Felonica Tiròt: a Slow Food presidium

The Slow Food Presidia project was created to safeguard small-scale producers and protect traditional, high-quality products. www.fondazioneslowfood.com

Tiròt is the Mantuan dialect word for a typical focaccia historically produced in Felonica, a small town in the “bassa mantovana”. This is the name of the south-east area of the province of Mantova where Emilia-Romagna, Lombardia and Veneto meet, a hundred miles away from the Po Delta. Tiròt has such deep roots in this region that the village festival, which takes place in mid-August, is entirely dedicated to it. This focaccia was traditionally eaten while working in the fields or in the evening, when the family gathered together in the farmyard. Women used to prepare the dough early in the morning by mixing soft wheat flour, onion, lard, yeast, salt and water; then they took it to the village furnace, from which an intense but pleasant onion smell spreaded across the streets of Felonica.
The recipe was already mentioned in the 1827 Italian-Mantuan dictionary by Francesco Cherubini.
The name Tiròt comes from the first phase of this product’s manual processing, when the dough, soft and sticky, is stretched (“tirata” in Italian) on a baking tray; after that, it needs some time to rise before baking. This straw-yellow focaccia is traditionally cut in a rectangular shape and is a few millimetres thick.
The cultivation of the sweet golden Felonica onion is almost extinct in the Oltrepò mantovano, since nowadays many different types of hybrid crops are grown in that area.
Among the main reasons for this choice are the drop in prices in the national market and the peculiarities of this onion bulb, which limit the storage period to 90 days instead of 1-2 years.
The massive onion cultivation in Felonica dates back to XIX century; in particular, yellow onion has been the major source of income for a long time. After WWII, all the members of local families – children, elderly people, farmers, even workers and clerks – were involved in onion cultivation, as they leased their small fields to round up their income.
Warehouses were built, a factory that produced wooden boxes was founded and onions were sent abroad by train, mainly in France, Germany and Sweden. But onion production plunged into crisis by the end of the 70s (the last warehouse was closed about 30 years ago) and, consequently, tiròt production became limited, family traditions slowly declined and the old village furnaces had to close down.
Luckily, some rasdore (“cooks” in local dialect) capable of handing down the secrets this unique product still exist.
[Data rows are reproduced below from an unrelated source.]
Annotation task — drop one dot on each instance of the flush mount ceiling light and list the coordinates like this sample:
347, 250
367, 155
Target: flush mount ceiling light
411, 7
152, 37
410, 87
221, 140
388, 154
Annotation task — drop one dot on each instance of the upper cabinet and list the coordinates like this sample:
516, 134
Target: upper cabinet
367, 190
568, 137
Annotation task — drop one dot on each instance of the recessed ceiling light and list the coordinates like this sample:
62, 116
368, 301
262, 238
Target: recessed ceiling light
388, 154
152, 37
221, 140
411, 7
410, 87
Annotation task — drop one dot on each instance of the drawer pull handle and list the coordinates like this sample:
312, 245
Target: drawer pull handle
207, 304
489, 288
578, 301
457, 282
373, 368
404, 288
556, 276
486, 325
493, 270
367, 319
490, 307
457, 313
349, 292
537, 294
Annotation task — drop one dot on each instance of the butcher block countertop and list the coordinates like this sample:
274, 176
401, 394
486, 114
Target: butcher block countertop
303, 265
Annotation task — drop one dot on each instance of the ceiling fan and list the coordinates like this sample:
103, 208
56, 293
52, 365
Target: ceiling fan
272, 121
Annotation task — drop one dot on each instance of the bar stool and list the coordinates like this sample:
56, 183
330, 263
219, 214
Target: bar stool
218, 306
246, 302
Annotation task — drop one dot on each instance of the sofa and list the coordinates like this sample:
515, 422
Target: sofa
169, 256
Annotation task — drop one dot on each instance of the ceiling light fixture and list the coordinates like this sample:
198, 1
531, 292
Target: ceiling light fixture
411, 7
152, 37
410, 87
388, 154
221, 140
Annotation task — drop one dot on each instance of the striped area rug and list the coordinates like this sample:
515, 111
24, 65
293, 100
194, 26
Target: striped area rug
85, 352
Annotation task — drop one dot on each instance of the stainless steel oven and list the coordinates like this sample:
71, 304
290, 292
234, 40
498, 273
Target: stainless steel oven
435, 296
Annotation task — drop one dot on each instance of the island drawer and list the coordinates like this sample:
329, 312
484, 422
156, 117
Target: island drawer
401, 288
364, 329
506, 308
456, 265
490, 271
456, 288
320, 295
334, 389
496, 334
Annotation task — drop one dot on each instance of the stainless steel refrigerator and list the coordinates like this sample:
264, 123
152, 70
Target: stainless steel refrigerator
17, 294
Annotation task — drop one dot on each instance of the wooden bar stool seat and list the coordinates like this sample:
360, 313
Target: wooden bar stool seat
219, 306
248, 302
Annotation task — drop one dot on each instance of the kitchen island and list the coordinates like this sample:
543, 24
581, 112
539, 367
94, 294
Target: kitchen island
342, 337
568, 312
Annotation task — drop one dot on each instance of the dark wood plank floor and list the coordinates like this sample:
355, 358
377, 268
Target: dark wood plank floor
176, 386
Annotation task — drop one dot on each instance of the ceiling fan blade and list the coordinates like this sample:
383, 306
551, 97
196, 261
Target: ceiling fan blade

In the meantime, tiròt caught the attention of Slow Food and entered the “Slow Food Presidia project”. Note that this gastronomic speciality is also included in the Ministry for Agricultural, Food and Forestry policies’ list of the traditional products of Lombardy.
In short, a single and particular gesture belonging to the country tradition has transformed over time into an authentic rite. For a long time, tiròt has been consumed by peasants after onion harvesting, in a moment of collective joy; nowadays, it’s highly appreciated by whoever is looking for unspoiled flavours and traditions.